正眼に構えた右近(里見浩太朗)が峰蘭太郎氏と対峙するところからシーンはスタート。峰氏の画面右隣が笹木名人。
「おのれぇ」と野太いかけ声をあげながら振りかぶる笹木名人。
すぐに右近に切っ先を突き付けられ笹木名人は後退し・・・
その隙に右近に斬りかかった1人が斬られて、残るは平田と峰氏、藤沢徹夫氏、泉好太郎氏、笹木名人の5人。
一瞬の静寂を挟んで斬りかかろうとした峰氏や藤沢氏を右近が牽制する隙に、「ぬぅぅぅ!」という野太いかけ声と共に中段に構え直す笹木名人。
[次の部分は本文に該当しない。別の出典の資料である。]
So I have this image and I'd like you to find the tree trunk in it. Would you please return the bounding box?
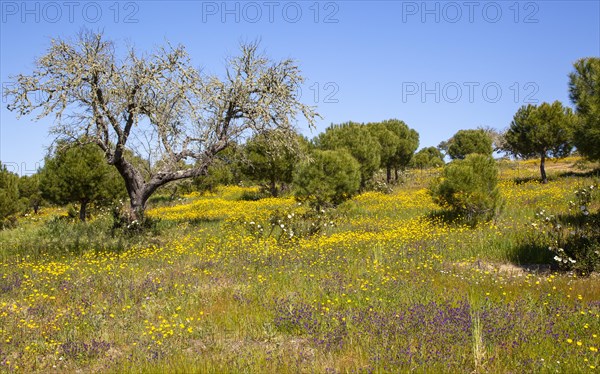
[540,153,548,183]
[79,200,88,222]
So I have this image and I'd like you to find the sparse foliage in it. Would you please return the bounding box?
[19,174,44,214]
[0,162,20,229]
[4,32,317,220]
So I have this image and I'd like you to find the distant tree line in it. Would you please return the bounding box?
[0,32,600,225]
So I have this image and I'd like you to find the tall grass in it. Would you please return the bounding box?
[0,158,600,373]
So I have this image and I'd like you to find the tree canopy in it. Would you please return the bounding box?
[40,142,125,221]
[315,122,381,187]
[4,31,318,219]
[447,129,493,160]
[373,119,419,183]
[569,57,600,160]
[504,101,574,183]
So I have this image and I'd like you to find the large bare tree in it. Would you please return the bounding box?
[4,31,318,220]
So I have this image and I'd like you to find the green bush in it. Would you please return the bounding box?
[294,149,361,208]
[430,154,502,225]
[533,184,600,274]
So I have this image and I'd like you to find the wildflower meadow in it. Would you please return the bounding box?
[0,158,600,373]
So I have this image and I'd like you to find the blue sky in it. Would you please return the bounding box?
[0,0,600,174]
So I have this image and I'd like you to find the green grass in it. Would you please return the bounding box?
[0,160,600,373]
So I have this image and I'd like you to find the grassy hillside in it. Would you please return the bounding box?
[0,159,600,373]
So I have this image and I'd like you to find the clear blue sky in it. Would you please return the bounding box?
[0,0,600,174]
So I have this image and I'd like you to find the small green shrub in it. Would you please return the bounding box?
[235,205,337,244]
[294,149,361,209]
[533,184,600,274]
[429,154,503,225]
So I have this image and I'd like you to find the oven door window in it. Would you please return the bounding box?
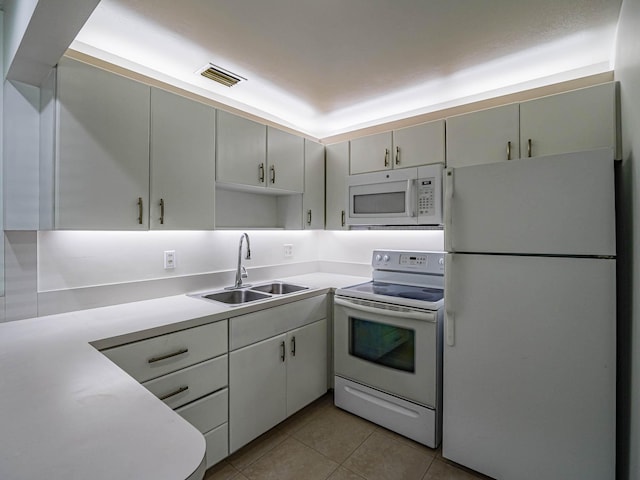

再度、暫し間を置いた後、藤沢氏→峰氏→泉氏と続けざまに斬られます。その流れで右近に斬りかかり・・・
刃を上からはたかれる笹木名人。
同じく右近に一撃を躱された平田と共に、右近に対してトライアングル状に対峙する笹木名人。
横一文字から・・・
脇構えへと・・・
ゆっくり移行する笹木名人。
満を持して右近に斬りかかるも・・・
受け流しから・・・
背中に一太刀を浴び・・・
平田にも一太刀浴びせた右近に対して振り向きざまに・・・
もう一太刀、胴を払われる笹木名人。
刀を持った右手を下げて硬直後・・・
右手から地面に崩れ落ち・・・
仰向けに転がる・・・
笹木名人。
本作の疑斗担当は、松平右近シリーズを通じてメインを務められた上野隆三翁。終盤にはハイアングルからの撮影に切り替わり、特に腕のいいカラミを揃えて里見氏の華麗な立ち回りをじっくり見せてくれるのが、シリーズのラス立ちにおける定石でした。
そんななか、本作のラス立ちは、手の美しさ、多彩さ、カラミ役の絶妙な間合いの取り方を含め、右近シリーズを通じても五指に入る名シーンだと思います。
間合いを決めるのは連続する手のなかで初めに斬りかかるカラミ役になりますが、ここにひと癖交えて独特の間の置き方をモノにしているのが笹木名人。ヘタなカラミがやっても間延びするだけなのですが、笹木名人ともなると、いざ斬りかかるまでの所作や刀捌きに説得力があり、全く違和感を感じさせません。
緩急自在なテンポで展開されるこの素晴らしい立ち回りシーン、里見氏の華麗な太刀捌きばかりが目立ちますが、その裏でタイムテーブルを支配しているのは笹木名人と言っても言い過ぎではないと思います。